Twilight’s Dawn (The Black Jewels #9)(83)
Author: Anne Bishop

“You’re not a mother!”

“No, but I am a father, and I am the High Lord of Hell. I’ve seen that bastard’s victims, Sylvia, and I gave mercy to some of them because they were so damaged that was the only thing I could do.”

“Haeze’s mother was just trying to save her son!”

“He’s dead!” Saetan roared. “No Face was never going to give her back a living boy. He was dead before you arrived for that visit.”

Sylvia shrank back in her chair, trembling. “You can’t be sure of that.”

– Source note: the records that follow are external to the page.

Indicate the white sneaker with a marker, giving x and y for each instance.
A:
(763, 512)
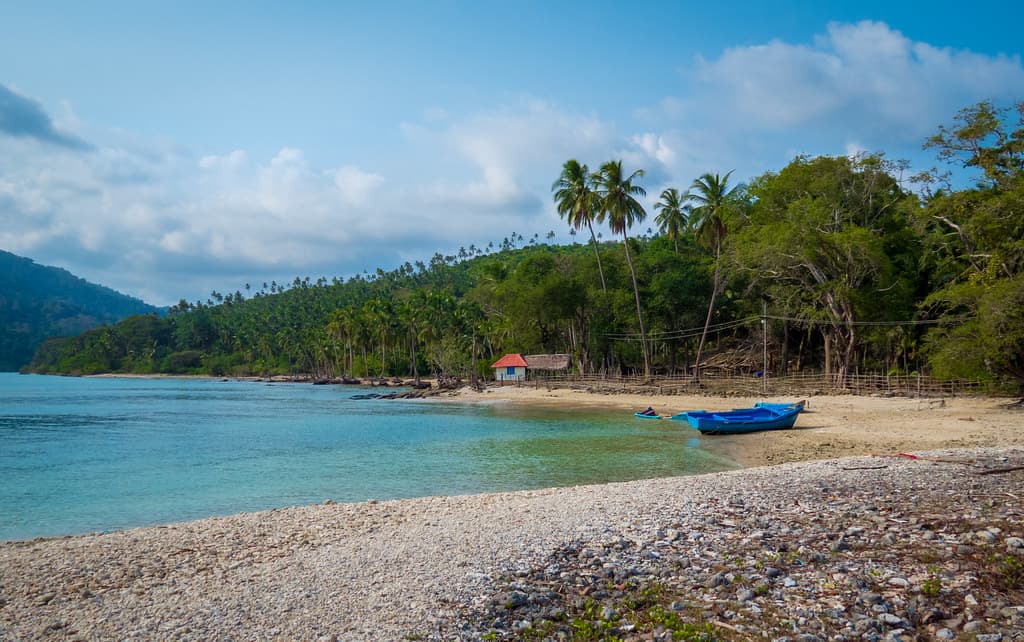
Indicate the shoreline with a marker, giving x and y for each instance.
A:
(832, 426)
(798, 538)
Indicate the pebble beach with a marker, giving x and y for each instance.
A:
(872, 547)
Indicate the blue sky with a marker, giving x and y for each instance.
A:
(168, 150)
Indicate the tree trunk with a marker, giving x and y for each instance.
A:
(711, 306)
(600, 270)
(636, 293)
(783, 368)
(827, 336)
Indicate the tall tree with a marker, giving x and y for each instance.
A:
(578, 204)
(830, 228)
(673, 212)
(977, 238)
(714, 199)
(619, 204)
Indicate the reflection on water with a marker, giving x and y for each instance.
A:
(79, 455)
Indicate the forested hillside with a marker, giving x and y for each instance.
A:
(854, 266)
(37, 302)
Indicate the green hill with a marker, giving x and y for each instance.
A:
(37, 301)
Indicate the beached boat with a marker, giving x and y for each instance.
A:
(797, 404)
(740, 421)
(646, 416)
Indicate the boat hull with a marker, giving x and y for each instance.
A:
(781, 407)
(742, 421)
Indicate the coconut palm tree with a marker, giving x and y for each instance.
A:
(673, 214)
(714, 199)
(619, 204)
(578, 203)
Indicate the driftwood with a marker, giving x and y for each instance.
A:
(997, 471)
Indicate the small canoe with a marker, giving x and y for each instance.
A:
(742, 420)
(797, 404)
(644, 416)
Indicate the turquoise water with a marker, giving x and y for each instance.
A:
(86, 455)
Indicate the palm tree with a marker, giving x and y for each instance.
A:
(578, 203)
(673, 214)
(619, 204)
(714, 198)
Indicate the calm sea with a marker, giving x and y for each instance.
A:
(87, 455)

“Oh, but I am sure of that. And before you say Daemon and I don’t have a personal stake in your sons, I suggest you consider how our families are connected.” He walked out of the room, slamming the door behind him.

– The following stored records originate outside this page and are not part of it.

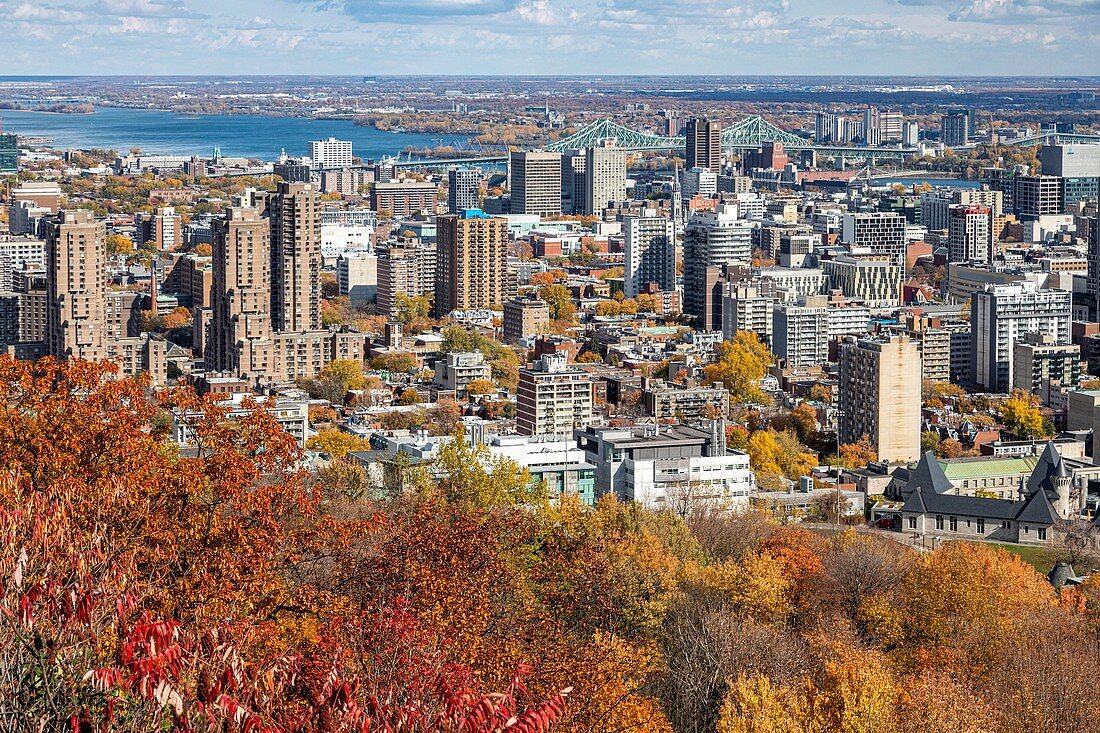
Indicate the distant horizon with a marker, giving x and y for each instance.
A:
(551, 37)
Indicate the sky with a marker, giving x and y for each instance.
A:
(921, 37)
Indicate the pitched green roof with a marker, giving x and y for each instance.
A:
(960, 469)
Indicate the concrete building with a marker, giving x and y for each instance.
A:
(294, 212)
(405, 267)
(1045, 368)
(875, 282)
(525, 317)
(604, 177)
(459, 369)
(881, 232)
(536, 183)
(472, 262)
(1000, 315)
(879, 395)
(650, 253)
(330, 153)
(703, 144)
(463, 189)
(553, 397)
(358, 275)
(404, 198)
(969, 233)
(712, 241)
(672, 467)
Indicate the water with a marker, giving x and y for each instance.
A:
(239, 135)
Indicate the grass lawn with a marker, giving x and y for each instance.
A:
(1041, 558)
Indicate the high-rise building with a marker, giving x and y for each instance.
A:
(969, 233)
(703, 144)
(572, 182)
(1000, 315)
(240, 314)
(472, 261)
(462, 189)
(553, 398)
(405, 269)
(650, 253)
(536, 183)
(604, 177)
(878, 396)
(525, 317)
(9, 153)
(881, 232)
(955, 128)
(712, 241)
(76, 284)
(296, 258)
(1035, 196)
(330, 153)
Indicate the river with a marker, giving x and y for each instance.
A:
(245, 135)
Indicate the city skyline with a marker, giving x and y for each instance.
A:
(551, 36)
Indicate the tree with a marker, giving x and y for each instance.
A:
(857, 455)
(560, 302)
(743, 362)
(1022, 418)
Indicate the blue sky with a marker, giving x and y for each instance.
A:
(551, 36)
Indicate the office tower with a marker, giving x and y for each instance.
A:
(330, 153)
(536, 183)
(76, 284)
(358, 275)
(910, 133)
(404, 198)
(650, 254)
(800, 331)
(955, 128)
(525, 317)
(295, 258)
(240, 313)
(405, 269)
(969, 233)
(472, 261)
(1034, 196)
(875, 282)
(1070, 161)
(604, 177)
(699, 182)
(879, 396)
(882, 233)
(9, 153)
(1045, 368)
(703, 144)
(712, 241)
(462, 189)
(872, 135)
(891, 127)
(1000, 315)
(572, 182)
(553, 398)
(825, 127)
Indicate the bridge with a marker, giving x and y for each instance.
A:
(747, 134)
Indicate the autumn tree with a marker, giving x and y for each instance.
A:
(743, 362)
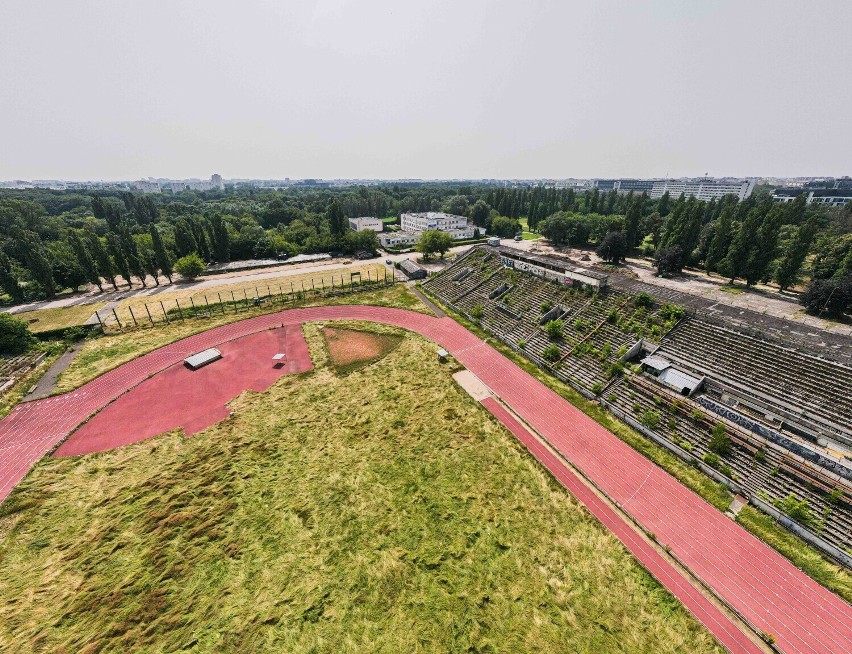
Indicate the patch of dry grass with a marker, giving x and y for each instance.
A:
(107, 352)
(240, 292)
(384, 511)
(50, 319)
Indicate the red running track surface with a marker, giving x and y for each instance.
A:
(705, 611)
(759, 583)
(192, 399)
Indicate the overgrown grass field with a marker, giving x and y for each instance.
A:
(380, 511)
(50, 319)
(804, 556)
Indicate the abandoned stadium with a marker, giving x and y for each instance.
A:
(780, 416)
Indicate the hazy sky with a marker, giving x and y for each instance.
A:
(340, 88)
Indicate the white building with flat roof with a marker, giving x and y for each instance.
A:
(703, 190)
(456, 226)
(398, 239)
(366, 222)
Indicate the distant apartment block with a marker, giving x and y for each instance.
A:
(364, 223)
(456, 226)
(638, 186)
(398, 239)
(702, 190)
(832, 192)
(147, 186)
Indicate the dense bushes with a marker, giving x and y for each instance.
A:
(831, 298)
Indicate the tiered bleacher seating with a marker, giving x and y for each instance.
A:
(791, 384)
(599, 328)
(771, 476)
(510, 305)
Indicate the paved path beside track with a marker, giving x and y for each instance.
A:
(760, 584)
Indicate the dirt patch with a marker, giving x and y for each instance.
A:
(352, 349)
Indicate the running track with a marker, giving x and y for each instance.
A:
(765, 588)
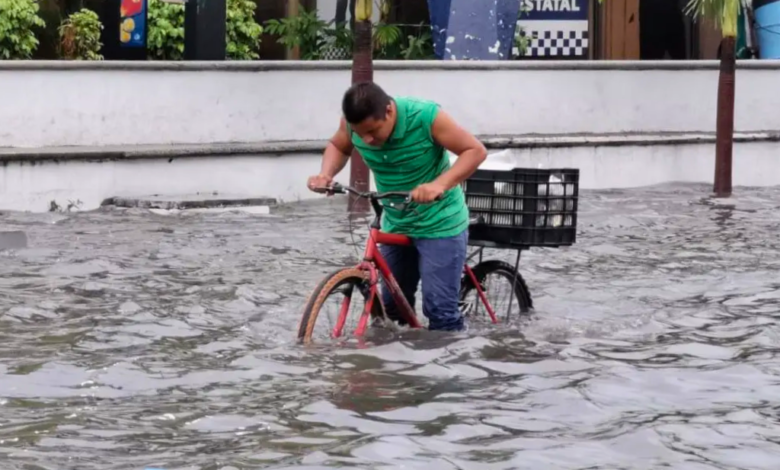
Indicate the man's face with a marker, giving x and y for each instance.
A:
(375, 132)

She didn’t need to consider or think. She knew all about the connections.

When Jaenelle was fifteen and had tried attending school with other children, Beron had been her friend. Even now, when he was still an adolescent and she was a grown woman married for more than a decade, they were still friends, and he told Jaenelle things he wouldn’t think to tell anyone else. Mikal spent as much time with Tersa as he did at home, and because of that, Daemon was the adult male he had the most contact with outside of Sylvia’s own First Circle.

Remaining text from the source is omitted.